To the Editor:—
I read with pleasure Dr. Eisenach’s concise review of a controversial topic: combined spinal–epidural (CSE) analgesia for labor. 1Because my scientific and clinical interests are situated in obstetric anesthesia, I would like to make some comments on this excellent contribution. First, I would like to point out a typographical error: not 5–10 mg sufentanil and 20–35 mg fentanyl are used in obstetrics, but 5–10 μg and 20–35 μg .
Second, hypotension is a complication of CSE in labor. However, it is not limited to this technique alone. Various studies demonstrated that the incidence and severity of hypotension with CSE is comparable to that of epidural analgesia. 2
As a result of my clinical experience, I agree that the association between spinal opioids and transient fetal bradycardia is a real problem. The problem has only been addressed in case reports and small studies, making interpretation of data difficult. Future work should provide answers to the following questions:
1. What is the clinical relevance of fetal bradycardia? Thus far it has never resulted in urgent cesarean sections or adverse neonatal outcome.

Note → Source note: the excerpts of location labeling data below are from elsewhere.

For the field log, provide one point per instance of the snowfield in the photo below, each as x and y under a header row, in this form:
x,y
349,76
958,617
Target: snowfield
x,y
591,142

2. Was fetal distress present before the CSE was performed? All previous studies did not record fetal heart rate and uterine activity immediately before analgesia. Shouldn’t we conduct randomized and blinded studies to establish whether there is an issue at all?

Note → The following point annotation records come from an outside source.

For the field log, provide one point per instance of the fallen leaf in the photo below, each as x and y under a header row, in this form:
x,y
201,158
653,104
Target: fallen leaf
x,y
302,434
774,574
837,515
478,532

3. Why does CSE using local anesthetics not result in fetal bradycardia if the proposed mechanism of a β-adrenergic “break” is true?
4. Should we avoid spinal opioids in cases with fetal distress or uterine hyperactivity already present before analgesia?
Dr. Eisenach mentioned that respiratory depression occurs in up to 0.1% of patients. To my knowledge, the incidence and severity of this problem was never studied in patients undergoing CSE analgesia for labor. Undoubtedly, we should be cautious when administering intrathecal opioids. Based on dose–response studies, the usual dose of 10 μg sufentanil or 25 μg fentanyl is unnecessarily high. 3,4Most case reports of severe respiratory depression are on small obstetric patients (< 155 cm) who had received 10 μg of sufentanil and had previously received intravenous opioids.
Although CSE is particularly suited in late labor and for ambulation during labor (and the technique of choice in my opinion), I disagree with Dr. Eisenach that this technique is reserved to these specific settings. In our teaching hospital, the majority of cases that require labor pain relief (we have a > 70% rate of neuraxial pain relief) are performed using CSE (> 90%). For several reasons, we have replaced epidural analgesia as our technique of choice. Complications are rare (as frequent as with epidurals) and usually easily treated. CSE performs better in late labor and mobile labor pain relief. However, to ascertain sufficient experience to reliably perform the technique, it should be routinely used both by residents and staff anesthetists. Recent data in the literature (and we have similar results when analyzing our anesthesia charts) suggest that epidural catheters inserted when using a CSE technique have a higher success rate then those inserted after an epidural. 5
Therefore, I believe that the conclusion should be: CSE analgesia for labor is the technique of choice in certain specific situations and in experienced hands can be safely and successfully used in every laboring parturient.